The only thing I know for sure is that everything I thought I understood about Dominic Midnight, about our history, about who was right and who was wrong, has just collapsed under the weight of a bitter old coach’s confession.
And I have absolutely no idea how to rebuild any of it.
CHAPTER 11
Dominic
The first thing I notice when we step off the plane at LaGuardia is how loud everything is. Seattle has noise, sure, but New York noise is different, layered and relentless, a constant hum of urgency that seeps into everything. Even here in the terminal I can feel the city pressing in from all sides, and I understand why people either love this place or can’t wait to escape it.
Roman takes it all in stride, moving through the terminal with the energy of someone who’s been waiting his whole life for this moment. He’s got his headphones around his neck and his gym bag slung over one shoulder, looking around at everything like he’s trying to memorize it.

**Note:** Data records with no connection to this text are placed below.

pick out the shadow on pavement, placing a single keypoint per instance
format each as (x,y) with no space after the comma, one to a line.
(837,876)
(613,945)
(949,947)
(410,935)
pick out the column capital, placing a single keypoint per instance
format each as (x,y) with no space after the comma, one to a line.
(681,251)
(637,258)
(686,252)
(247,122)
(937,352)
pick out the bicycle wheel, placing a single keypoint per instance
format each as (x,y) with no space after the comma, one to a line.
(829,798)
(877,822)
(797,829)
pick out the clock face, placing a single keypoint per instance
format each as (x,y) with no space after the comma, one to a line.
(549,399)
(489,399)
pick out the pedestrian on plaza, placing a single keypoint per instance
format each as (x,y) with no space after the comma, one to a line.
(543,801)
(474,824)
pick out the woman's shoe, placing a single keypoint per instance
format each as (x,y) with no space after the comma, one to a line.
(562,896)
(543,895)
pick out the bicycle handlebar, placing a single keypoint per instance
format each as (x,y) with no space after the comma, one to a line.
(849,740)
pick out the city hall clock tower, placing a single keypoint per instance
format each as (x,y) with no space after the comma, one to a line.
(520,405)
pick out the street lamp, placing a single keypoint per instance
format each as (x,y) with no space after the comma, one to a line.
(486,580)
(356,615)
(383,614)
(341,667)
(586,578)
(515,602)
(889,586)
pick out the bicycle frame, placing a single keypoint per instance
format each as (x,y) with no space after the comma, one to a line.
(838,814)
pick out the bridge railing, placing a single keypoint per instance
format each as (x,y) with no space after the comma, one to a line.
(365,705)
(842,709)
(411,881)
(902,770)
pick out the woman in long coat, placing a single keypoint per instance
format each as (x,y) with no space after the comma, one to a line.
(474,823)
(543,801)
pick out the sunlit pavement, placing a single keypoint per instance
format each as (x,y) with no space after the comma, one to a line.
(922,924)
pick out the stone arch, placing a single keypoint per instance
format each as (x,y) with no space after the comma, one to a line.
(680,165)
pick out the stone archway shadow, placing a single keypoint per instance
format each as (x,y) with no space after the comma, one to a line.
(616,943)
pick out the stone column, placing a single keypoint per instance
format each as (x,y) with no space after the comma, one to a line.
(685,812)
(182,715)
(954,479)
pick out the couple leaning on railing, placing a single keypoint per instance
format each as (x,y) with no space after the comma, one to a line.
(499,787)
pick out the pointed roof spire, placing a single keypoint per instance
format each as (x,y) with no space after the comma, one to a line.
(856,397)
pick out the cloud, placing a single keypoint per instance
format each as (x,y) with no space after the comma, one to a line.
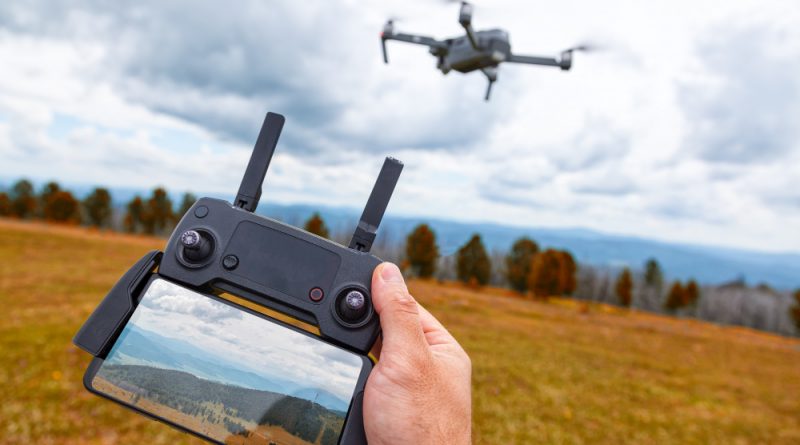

The car waiting for us is a black SUV with tinted windows. Roman slides in first and I follow, pulling the door shut behind me and watching through the window as the airport falls away and the Manhattan skyline grows closer. That jagged silhouette I’ve seen in a thousand movies but never in person until now, bigger than I expected and sharper, the kind of skyline that makes you feel small and hungry at the same time.
Roman’s got his face practically pressed to the glass, grinning like a kid on Christmas morning, and I let him have the moment. He’s earned this, and so have I.
The fight hotel is a massive glass tower in Midtown, the kind of place that screams money and importance from every surface. The lobby is crawling with people wearing lanyards and wristbands, fighters and coaches and media and the endless ecosystem of handlers and promoters.
I spot a few faces I recognize from the circuit. A coach I worked with years ago, back before everything went sideways, catches my eye and nods. I return it but keep moving, because there’s too much to do and not enough time to do it, and stopping to catch up with old acquaintances isn’t on the schedule.
Roman and I get processed through registration, handed our credentials and room keys and a printed schedule that’s dense enough to give me a headache just looking at it. Media obligations, weigh-in times, rules meetings, photo ops, all of it color-coded and cross-referenced with locations scattered across the city.
Our rooms are on the fourteenth floor, a few doors apart. Roman pauses at his door and turns to look at me, that restless energy still buzzing under his skin.
“Alright, coach,” he says, bouncing on his toes a little. “I’m gonna shower and crash for a bit before dinner, unless you need me to do some visualization exercises or meditate on my inner warrior or whatever.”
I shake my head. “Get some rest, smartass. Tomorrow’s going to be a long day.”
He smiles and disappears into his room, and I let myself into mine, dropping my bag on the bed and crossing to the window. The city sprawls out below me, endless and indifferent, millions of people going about their lives.